Ahumado miró al vocal que había tomado la palabra.

—Pascual viene pasado mañana. No tenemos tiempo.

—En ese caso, que continúen trabajando en otro sector y cuando esta historia tonta se haya olvidado terminen las tareas que empezaron en la fosa.

Ahumado frunció los labios.

—Hay algo más —dijo.

—¿Qué pasa?

—Esa caverna está poniendo en peligro todo lo que hemos levantado. La estructura del teatro se tambalea.

—¡¿Cómo?! —estallaron al unísono tres de los presentes.

—Sí, parece que el túnel pasa por debajo de la fachada y las habitaciones del frente. Según el capataz, viene desde la plaza y se extiende a lo largo de varias cuadras.

El vicepresidente se tomó el rostro con las manos.

—¡Coño! —insultó rabioso—. ¿Qué nos queréis decir? ¿Qué tenemos que demoler todo?

Ahumado se puso de pie y caminó a la puerta-ventana que se orientaba hacia Playa de los Ingleses, mirando los últimos rayos de sol esconderse tras el horizonte.

—Si la madriguera no se rellena de inmediato —contestó apesadumbrado—, tendremos que tirar el teatro abajo.

El contador saltó de su butaca.

—¡No puede ser! —prorrumpió como un loco— ¡Esto sería la ruina de Pascual y la nuestra propia! ¡Ese condenado no se va a hundir solo! ¡Nos arrastrará con él hasta el fondo!... Además, estaríamos perdiendo una fortuna.

—...¡y los italianos! —agregó un vocal.

—¡Qué importan ahora los italianos! —rezongó Carrera—. La cuestión excede el amor propio de nuestra sociedad. ¡Tenemos que empezar a rellenar la cueva! ¡Yo me ofrezco como mano de obra!.

—Manuel —replicó con respeto Ahumado—, ¡hombre, tienes sesenta años!...

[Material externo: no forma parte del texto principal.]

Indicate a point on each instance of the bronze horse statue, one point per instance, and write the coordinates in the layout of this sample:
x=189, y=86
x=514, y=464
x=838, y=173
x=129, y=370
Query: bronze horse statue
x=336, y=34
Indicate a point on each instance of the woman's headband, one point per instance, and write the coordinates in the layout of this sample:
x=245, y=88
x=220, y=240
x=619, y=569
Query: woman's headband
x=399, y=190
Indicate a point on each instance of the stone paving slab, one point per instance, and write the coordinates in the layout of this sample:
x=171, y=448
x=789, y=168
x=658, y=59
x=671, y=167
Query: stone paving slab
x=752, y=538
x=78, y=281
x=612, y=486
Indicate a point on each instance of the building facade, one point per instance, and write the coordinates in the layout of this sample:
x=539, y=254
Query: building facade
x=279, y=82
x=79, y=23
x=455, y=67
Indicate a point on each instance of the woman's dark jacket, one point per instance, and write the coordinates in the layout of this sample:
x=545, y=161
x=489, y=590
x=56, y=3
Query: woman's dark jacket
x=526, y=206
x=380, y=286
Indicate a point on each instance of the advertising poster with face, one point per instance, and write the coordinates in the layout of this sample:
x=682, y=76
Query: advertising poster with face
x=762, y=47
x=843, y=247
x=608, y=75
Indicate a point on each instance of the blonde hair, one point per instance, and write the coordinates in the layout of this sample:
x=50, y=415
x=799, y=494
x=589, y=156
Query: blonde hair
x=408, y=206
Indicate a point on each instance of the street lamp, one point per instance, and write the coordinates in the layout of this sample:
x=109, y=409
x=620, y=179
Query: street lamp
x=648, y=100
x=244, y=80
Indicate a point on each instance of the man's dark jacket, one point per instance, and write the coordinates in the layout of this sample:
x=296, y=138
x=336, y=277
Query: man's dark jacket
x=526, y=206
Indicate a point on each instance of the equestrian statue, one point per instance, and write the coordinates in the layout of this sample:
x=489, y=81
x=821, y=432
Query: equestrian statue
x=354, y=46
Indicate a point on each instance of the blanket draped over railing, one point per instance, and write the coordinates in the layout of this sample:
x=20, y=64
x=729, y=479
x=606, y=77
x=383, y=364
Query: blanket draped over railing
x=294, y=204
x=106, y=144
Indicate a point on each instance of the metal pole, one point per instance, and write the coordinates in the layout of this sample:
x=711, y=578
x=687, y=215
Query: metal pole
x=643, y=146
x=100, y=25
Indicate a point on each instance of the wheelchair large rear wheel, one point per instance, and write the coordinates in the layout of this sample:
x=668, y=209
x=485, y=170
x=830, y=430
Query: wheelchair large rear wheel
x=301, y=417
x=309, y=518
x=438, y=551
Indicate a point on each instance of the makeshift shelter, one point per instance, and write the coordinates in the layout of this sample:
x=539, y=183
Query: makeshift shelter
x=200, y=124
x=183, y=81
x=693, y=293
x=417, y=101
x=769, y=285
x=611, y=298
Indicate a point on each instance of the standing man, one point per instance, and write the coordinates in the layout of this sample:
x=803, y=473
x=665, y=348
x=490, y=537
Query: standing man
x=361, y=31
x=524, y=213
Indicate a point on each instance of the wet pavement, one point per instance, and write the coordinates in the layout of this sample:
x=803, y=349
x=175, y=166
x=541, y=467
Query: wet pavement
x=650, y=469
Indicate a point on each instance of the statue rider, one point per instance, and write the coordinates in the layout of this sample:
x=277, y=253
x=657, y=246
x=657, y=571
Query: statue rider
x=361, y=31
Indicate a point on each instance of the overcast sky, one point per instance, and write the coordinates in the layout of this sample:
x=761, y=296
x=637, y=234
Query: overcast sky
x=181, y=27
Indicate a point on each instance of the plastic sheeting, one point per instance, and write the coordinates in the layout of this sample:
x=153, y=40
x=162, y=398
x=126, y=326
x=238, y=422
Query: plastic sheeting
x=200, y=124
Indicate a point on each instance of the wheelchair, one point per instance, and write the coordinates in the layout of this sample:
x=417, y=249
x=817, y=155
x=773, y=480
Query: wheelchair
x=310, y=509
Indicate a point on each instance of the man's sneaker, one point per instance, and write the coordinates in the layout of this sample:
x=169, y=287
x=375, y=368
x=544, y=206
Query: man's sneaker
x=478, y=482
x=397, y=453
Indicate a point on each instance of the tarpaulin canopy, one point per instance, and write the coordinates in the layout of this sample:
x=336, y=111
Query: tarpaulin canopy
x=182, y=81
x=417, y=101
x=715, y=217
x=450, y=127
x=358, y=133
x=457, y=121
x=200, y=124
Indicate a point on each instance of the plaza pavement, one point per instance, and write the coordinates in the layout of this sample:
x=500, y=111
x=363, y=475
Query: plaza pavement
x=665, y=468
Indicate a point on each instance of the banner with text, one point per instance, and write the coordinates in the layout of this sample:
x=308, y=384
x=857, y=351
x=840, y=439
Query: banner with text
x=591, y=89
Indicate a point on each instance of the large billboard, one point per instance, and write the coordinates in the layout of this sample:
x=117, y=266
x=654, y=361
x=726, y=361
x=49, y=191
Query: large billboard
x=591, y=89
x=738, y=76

—¡Qué coño me importa la edad! ¿No se dan cuenta que vamos a perderlo todo? —Se reincorporó y caminó hacia el Presidente—. Y —lo enfrentó con violencia—, ¿qué piensas hacer al respecto?

 

 

Con su terraza al mar, sus cuatrocientos metros de largo y dos majestuosas escalinatas de cuarenta metros de ancho, de clara influencia francesa, la señorial Rambla Bristol se erguía desafiando el salitre marino y los constantes embates del viento invernal. Pretendía imitar el orgullo europeo de Biarritz, pero en aquel frío ocaso de junio la soledad y el abandono habían ganado la partida. Despoblada de turistas, y con la mayoría de los locales cerrados, envejecía a pasos acelerados, a sólo diez años de la inauguración. Muchos de sus cimientos quedaban ya al descubierto y las ornamentadas farolas marinas, repujadas en hierro en los Talleres P. Anglade de Buenos Aires, se oxidaban despintando la pátina verde que las cubría. Los caracoles, tortugas, hipocampos y cangrejos esculpidos en ellas —obras maestras de un artesano amante de su oficio— luchaban contra la naturaleza y el herrumbre que, día a día, conquistaban sus más preciosos detalles.

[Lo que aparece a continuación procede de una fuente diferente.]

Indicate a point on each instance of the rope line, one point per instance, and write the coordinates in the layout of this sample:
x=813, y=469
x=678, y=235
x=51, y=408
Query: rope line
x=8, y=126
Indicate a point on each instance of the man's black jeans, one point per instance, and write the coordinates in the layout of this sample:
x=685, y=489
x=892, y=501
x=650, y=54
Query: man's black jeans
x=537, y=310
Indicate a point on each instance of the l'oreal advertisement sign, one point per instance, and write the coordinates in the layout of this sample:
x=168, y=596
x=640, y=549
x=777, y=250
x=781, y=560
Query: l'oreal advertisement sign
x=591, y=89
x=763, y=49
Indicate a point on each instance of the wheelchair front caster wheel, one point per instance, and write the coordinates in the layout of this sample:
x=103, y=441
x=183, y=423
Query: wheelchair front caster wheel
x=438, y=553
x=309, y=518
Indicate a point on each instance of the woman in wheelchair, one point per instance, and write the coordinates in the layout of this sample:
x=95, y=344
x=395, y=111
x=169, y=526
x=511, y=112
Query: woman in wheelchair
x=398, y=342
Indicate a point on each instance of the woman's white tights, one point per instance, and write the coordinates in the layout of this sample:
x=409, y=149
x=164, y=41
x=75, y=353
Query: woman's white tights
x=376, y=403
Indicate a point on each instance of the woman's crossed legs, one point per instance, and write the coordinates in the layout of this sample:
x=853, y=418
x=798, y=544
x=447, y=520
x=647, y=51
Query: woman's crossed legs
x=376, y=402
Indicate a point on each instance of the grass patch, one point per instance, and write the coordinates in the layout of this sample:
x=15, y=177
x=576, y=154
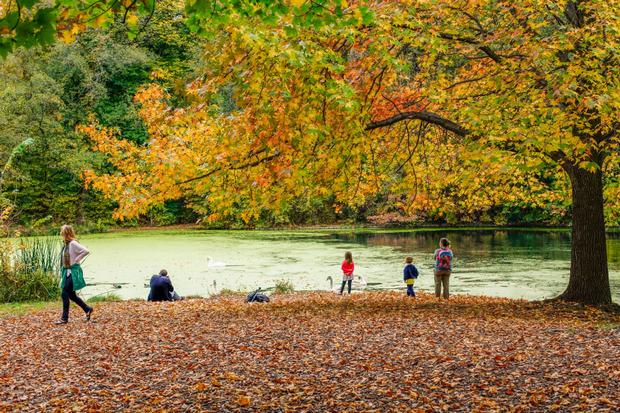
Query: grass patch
x=228, y=291
x=106, y=298
x=23, y=308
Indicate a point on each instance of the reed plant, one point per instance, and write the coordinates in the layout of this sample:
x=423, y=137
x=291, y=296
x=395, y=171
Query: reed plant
x=29, y=269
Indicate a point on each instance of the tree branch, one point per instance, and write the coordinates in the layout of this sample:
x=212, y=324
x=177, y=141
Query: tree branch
x=424, y=116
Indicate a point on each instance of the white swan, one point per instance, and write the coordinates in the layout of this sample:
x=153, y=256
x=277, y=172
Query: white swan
x=359, y=282
x=215, y=264
x=214, y=292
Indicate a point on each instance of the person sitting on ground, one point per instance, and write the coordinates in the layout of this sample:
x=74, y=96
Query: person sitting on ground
x=410, y=274
x=162, y=289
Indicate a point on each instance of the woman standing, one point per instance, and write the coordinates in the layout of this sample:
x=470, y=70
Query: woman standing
x=72, y=277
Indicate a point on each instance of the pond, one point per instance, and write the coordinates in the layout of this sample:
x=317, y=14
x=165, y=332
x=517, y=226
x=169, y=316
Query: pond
x=506, y=263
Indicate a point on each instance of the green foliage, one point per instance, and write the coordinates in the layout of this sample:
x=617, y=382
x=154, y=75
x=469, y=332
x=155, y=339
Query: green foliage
x=284, y=287
x=24, y=286
x=39, y=255
x=106, y=298
x=46, y=93
x=30, y=272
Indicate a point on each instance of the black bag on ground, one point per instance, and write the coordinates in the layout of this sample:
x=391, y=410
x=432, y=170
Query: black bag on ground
x=257, y=297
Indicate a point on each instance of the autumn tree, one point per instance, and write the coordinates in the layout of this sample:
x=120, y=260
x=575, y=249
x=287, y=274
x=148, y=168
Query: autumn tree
x=332, y=95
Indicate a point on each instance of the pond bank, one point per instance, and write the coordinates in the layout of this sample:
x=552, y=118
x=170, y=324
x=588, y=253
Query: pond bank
x=297, y=353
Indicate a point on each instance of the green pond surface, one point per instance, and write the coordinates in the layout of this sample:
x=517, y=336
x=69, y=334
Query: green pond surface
x=506, y=263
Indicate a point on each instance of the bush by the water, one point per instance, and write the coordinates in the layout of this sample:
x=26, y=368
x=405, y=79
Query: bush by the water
x=29, y=271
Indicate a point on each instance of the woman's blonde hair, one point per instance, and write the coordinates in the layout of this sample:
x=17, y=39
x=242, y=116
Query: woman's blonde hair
x=67, y=233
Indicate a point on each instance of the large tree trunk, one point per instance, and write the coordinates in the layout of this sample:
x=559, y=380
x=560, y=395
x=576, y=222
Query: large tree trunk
x=589, y=276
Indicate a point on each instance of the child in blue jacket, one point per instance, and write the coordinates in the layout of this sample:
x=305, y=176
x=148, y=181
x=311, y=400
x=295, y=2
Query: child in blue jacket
x=410, y=274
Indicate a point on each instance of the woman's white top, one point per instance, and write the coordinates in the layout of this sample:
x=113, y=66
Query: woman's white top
x=77, y=252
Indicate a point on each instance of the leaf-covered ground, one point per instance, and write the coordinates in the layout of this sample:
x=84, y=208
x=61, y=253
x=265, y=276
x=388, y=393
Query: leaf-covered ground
x=314, y=352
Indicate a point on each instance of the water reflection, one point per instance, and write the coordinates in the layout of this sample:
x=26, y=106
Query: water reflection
x=517, y=264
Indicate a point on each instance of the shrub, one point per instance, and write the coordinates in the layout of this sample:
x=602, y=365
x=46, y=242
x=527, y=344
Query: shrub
x=284, y=287
x=28, y=286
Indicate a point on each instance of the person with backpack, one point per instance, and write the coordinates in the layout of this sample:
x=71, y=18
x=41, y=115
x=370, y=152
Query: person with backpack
x=443, y=268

Como acostumbraba durante todos las crepúsculos del año, lloviera o no, hiciera calor o frío, Ricardo Iñurrieta se fumaba su pitillo habitual escuchando el ir y venir perpetuo de las olas. Como marplatense nativo, prefería el invierno al verano; especialmente porque era la época en que los copetudos del barrio de Belgrano no paseaban su petulancia por la rambla. Para ellos Mar del Plata era sólo un lugar de reposo (otro más), un sitio en el que mostrar las nuevas adquisiciones conseguidas durante el año, relatar sus viajes por Europa y exhibir un museo vanidoso de joyas y tapados. En cambio para él, la villa balnearia era su único universo, el escenario de una vida tranquila y relajada en la que era posible criar una familia feliz y sana. Una ciudad en la que pocas cosas sucedían y en la que los chismes constituían el tema obligado de debates y peleas. Más allá de eso, durante los meses que iban de marzo a diciembre, la vida transcurría silenciosa, aplacada y sin estímulos para la aventura.

Iñurrieta aspiró gustoso el humo del tabaco que se quemaba en sus labios. Lo contuvo unos segundos en los pulmones y exhaló complacido.

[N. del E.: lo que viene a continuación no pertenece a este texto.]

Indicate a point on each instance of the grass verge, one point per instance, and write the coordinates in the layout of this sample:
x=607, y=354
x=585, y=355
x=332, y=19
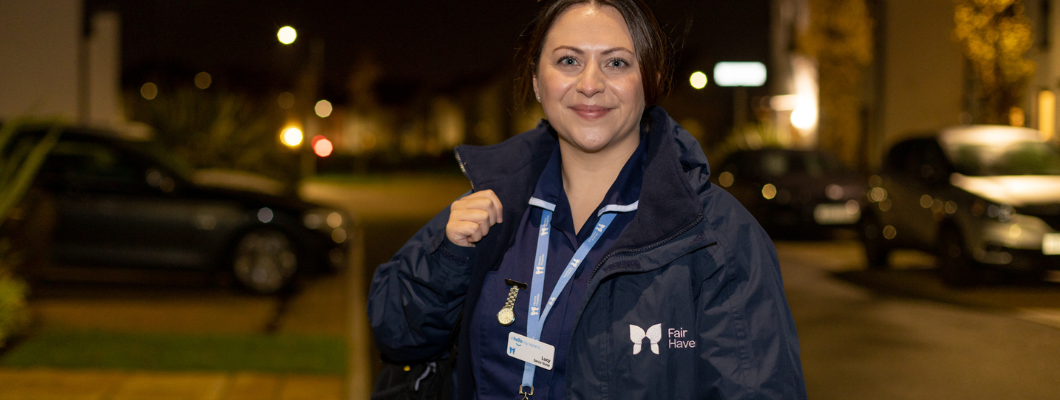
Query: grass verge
x=159, y=351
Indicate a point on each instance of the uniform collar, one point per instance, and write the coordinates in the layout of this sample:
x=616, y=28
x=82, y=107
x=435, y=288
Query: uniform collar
x=622, y=195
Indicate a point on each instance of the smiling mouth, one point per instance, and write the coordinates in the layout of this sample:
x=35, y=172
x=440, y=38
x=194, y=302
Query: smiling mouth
x=590, y=111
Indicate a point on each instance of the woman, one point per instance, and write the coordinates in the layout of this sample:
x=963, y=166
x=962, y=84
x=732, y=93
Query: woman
x=593, y=258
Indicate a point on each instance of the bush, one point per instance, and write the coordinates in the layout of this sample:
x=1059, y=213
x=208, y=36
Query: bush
x=14, y=312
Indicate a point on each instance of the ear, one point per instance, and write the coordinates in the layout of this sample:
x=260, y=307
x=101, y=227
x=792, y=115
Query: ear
x=536, y=92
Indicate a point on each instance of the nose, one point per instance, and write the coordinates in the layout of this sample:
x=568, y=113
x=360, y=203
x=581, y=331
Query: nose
x=590, y=81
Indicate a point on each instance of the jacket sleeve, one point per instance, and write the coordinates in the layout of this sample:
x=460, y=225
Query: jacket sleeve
x=744, y=311
x=416, y=297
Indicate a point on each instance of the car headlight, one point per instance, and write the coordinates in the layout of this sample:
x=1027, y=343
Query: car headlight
x=331, y=222
x=322, y=219
x=992, y=211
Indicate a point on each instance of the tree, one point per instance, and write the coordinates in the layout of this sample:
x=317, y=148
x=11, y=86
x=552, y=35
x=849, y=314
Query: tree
x=20, y=158
x=840, y=37
x=994, y=35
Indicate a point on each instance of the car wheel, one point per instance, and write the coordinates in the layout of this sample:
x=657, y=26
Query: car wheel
x=265, y=261
x=956, y=268
x=877, y=249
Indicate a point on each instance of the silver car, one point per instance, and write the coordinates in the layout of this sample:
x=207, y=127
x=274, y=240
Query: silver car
x=979, y=197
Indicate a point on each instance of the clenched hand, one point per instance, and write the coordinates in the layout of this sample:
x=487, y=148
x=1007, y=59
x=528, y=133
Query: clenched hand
x=472, y=216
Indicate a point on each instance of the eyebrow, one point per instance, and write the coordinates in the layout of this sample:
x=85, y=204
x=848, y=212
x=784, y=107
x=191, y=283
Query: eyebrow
x=605, y=52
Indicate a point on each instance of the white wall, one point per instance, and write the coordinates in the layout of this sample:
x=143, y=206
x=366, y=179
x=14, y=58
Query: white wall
x=104, y=70
x=39, y=57
x=921, y=68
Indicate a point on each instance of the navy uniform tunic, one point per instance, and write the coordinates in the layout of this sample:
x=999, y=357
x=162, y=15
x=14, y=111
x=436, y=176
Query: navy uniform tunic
x=498, y=376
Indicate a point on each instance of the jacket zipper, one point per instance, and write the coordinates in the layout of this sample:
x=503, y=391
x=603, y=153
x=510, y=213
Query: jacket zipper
x=463, y=170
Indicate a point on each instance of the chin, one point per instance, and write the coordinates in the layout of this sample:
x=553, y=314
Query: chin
x=590, y=141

Un día más, pensó; y mentalmente comenzó a organizar la jornada por venir.

Repasó los asuntos pendientes que desde hacía dos meses lo preocupaban; especialmente el envío de una carta —pospuesta una y otra vez— a su cuñado, invitándolo a pasar una semana en enero. Lo detestaba, pero a su esposa era la única familia que le quedaba y creía muy poco generoso de su parte oponerse a esa tan poco ansiada visita. Además, se dijo, son pocos días. Con sus salidas y reuniones periódicas en el bar, la presencia del dandy —como él lo llamaba— pasaría inadvertida.

Entonces, súbitamente, algo sucedió en la arena que lo sacó de sus pensamientos.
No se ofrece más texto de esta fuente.